Computer Vision / Video Analytics

Experimenting with Novel Distributed Applications Using NVIDIA Flare 2.1

NVIDIA FLARE (NVIDIA Federated Learning Application Runtime Environment) is an open-source Python SDK for collaborative computation. FLARE is designed with a componentized architecture that allows researchers and data scientists to adapt machine learning, deep learning, or general compute workflows to a federated paradigm to enable secure, privacy-preserving multi-party collaboration.

This architecture provides components for securely provisioning a federation, establishing secure communication, and defining and orchestrating distributed computational workflows. FLARE provides these components within an extensible API that allows customization to adapt existing workflows or easily experiment with novel distributed applications.

Diagram shows FL Simulator in POC mode, learning algorithms such as FedAvg or SCAFFOLD, federation workflows such as Scatter-Gather or Cyclic, the FLARE programming API, privacy preservation and secure management, as well as tools for provisioning, deployment, orchestration, and so on.
Figure 1. The high-level NVIDIA FLARE architecture

Figure 1 shows the high-level FLARE architecture with the foundational API components, including tools for privacy preservation and secure management of the platform. On top of this foundation are the building blocks for federated learning applications, with a set of federation workflows and learning algorithms.

Alongside the core FLARE stack are tools that allow experimentation and proof-of-concept (POC) development with the FL Simulator, coupled with a set of tools used to deploy and manage production workflows.

In this post, I focus on getting started with a simple POC and outline the process of moving from POC to a secure, production deployment. I also highlight some of the considerations when moving from a local POC to a distributed deployment.

Getting started with NVIDIA FLARE

To help you get started with NVIDIA FLARE, I walk through the basics of the platform and highlight some of the features in version 2.1 that help you bring a proof-of-concept into a production federated learning workflow.


The simplest way to get started with NVIDIA FLARE is in a Python virtual environment as described in Quickstart.

With just a few simple commands, you can prepare a FLARE workspace that supports a local deployment of independent server and clients. This local deployment can be used to run FLARE applications just as they would run on a secure, distributed deployment, without the overhead of configuration and deployment.

$ sudo apt update
$ sudo apt install python3-venv
$ python3 -m venv nvflare-env
$ source nvflare-env/bin/activate
(nvflare-env) $ python3 -m pip install -U pip setuptools
(nvflare-env) $ python3 -m pip install nvflare

Preparing the POC workspace

With the nvflare pip package installed, you now have access to the poc command. The only argument required when executing this command is the desired number of clients.

(nvflare-env) $ poc -h
usage: poc [-h] [-n NUM_CLIENTS]

optional arguments:
  -h, --help            show this help message and exit
  -n NUM_CLIENTS, --num_clients NUM_CLIENTS
                        number of client folders to create

After executing this command, for example poc -n 2 for two clients, you will have a POC workspace with folders for each of the participants: admin client, server, and site clients.
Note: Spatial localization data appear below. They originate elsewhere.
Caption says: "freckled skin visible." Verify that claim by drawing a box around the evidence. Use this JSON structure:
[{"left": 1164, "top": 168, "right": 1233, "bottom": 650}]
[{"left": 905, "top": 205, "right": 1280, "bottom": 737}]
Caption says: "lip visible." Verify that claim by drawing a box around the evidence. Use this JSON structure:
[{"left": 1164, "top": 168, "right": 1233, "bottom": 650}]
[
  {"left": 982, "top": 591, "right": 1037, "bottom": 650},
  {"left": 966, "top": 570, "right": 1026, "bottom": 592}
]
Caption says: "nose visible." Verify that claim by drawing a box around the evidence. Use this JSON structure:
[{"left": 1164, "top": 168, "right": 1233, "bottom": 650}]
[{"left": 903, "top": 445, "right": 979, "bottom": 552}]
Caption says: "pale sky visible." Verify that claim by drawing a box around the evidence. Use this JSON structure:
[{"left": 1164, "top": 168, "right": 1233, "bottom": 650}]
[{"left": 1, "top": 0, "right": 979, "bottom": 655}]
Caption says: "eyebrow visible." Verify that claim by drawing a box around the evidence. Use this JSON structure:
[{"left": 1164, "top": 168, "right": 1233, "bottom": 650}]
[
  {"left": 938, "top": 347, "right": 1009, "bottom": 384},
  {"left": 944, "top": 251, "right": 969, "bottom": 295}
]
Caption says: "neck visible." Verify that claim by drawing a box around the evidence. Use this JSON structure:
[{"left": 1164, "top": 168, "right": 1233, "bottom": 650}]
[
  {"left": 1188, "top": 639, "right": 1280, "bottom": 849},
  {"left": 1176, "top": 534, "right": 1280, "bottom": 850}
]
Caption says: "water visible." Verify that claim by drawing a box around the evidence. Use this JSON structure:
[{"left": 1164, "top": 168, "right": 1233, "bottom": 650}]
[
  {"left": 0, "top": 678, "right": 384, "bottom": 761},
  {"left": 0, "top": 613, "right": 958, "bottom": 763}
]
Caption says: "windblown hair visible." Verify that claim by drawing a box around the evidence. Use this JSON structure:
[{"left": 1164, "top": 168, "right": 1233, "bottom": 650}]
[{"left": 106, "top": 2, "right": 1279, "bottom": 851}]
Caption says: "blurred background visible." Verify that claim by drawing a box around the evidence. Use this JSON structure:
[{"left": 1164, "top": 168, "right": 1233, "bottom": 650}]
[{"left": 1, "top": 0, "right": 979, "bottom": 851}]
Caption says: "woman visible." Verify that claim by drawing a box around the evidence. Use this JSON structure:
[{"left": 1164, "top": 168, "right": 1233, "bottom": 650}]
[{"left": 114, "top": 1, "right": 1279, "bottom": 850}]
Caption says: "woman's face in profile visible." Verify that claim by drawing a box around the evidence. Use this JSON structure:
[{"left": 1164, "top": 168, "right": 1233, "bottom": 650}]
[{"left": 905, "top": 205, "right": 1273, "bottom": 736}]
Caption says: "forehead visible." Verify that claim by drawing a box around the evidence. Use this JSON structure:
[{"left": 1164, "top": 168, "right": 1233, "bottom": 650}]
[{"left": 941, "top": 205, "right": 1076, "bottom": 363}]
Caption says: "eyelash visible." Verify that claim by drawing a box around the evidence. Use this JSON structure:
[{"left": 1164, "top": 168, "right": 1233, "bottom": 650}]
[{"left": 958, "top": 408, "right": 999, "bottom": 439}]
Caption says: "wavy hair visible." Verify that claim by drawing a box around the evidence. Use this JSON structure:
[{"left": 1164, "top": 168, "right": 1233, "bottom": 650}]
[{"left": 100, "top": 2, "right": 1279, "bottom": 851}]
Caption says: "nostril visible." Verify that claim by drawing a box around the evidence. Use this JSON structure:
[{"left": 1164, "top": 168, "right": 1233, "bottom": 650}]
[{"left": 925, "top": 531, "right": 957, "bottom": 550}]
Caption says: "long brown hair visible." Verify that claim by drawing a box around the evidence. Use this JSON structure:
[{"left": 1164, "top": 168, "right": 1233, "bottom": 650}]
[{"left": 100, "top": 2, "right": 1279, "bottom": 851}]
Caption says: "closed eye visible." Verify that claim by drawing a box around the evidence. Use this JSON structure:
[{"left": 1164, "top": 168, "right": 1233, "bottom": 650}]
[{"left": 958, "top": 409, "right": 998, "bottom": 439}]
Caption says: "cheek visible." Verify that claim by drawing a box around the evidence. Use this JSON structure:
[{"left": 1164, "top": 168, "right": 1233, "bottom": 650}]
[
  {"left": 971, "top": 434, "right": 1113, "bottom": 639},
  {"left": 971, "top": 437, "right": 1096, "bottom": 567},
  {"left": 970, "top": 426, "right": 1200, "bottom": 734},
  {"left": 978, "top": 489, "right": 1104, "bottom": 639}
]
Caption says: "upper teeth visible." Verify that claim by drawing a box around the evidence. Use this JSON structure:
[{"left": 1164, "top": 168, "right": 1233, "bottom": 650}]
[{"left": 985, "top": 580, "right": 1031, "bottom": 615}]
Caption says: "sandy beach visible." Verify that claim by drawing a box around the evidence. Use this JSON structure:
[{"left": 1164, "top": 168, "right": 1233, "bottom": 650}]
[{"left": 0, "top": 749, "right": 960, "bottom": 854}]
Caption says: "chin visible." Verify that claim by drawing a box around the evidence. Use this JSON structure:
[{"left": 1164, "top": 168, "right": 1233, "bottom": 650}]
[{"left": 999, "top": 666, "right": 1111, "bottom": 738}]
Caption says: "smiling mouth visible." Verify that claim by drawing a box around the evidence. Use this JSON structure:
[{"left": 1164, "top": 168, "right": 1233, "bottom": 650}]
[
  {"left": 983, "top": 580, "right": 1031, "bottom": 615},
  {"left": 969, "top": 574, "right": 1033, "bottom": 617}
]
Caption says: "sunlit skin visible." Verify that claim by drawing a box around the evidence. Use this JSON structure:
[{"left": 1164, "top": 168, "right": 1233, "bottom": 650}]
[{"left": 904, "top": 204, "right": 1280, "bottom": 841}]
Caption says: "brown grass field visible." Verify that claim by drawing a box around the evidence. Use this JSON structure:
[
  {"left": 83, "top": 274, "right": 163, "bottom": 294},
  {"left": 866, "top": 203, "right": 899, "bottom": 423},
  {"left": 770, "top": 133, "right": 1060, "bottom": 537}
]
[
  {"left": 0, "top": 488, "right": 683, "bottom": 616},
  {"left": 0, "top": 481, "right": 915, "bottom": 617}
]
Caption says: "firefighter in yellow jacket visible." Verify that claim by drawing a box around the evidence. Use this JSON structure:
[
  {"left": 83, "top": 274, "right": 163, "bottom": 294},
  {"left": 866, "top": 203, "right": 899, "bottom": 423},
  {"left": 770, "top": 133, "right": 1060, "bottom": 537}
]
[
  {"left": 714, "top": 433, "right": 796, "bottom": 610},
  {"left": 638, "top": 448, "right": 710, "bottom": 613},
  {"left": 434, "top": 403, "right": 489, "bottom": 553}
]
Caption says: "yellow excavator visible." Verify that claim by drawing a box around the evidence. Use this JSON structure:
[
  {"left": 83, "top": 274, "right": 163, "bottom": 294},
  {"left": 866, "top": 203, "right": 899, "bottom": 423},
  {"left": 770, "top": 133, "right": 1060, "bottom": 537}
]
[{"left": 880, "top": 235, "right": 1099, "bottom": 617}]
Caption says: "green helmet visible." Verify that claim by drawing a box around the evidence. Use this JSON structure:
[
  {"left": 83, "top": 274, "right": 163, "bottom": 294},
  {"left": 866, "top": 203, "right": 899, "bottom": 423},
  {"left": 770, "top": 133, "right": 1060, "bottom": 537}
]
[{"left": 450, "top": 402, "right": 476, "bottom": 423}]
(nvflare-env) $ tree -d poc
├── admin
│   └── startup
├── server
│   └── startup
├── site-1
│   └── startup
└── site-2
    └── startup

Each of these folders contains the configuration and scripts required to launch and connect the federation. By default, the server is configured to run on localhost, with site clients and the admin client connecting on ports 8002 and 8003, respectively. You can launch the server and clients in the background by running, for example:

(nvflare-env) $ for i in poc/{server,site-1,site-2}; do \
    ./$i/startup/; \

The server and client processes emit status messages to standard output and also log to their own poc/{server,site-?}/log.txt file. When launched as shown earlier, this standard output is interleaved. You may launch each in a separate terminal to prevent this interleaved output.

Deploying a FLARE application

After connecting the server and site clients, the entire federation can be managed with the admin client. Before you dive into the admin client, set up one of the examples from the NVIDIA FLARE GitHub repository.

(nvflare-env) $ git clone
(nvflare-env) $ mkdir -p poc/admin/transfer
(nvflare-env) $ cp -r NVFlare/examples/hello-pt-tb poc/admin/transfer/

This copies the Hello PyTorch with Tensorboard Streaming example into the admin client’s transfer directory, staging it for deployment to the server and site clients. For more information, see Quickstart (PyTorch with TensorBoard).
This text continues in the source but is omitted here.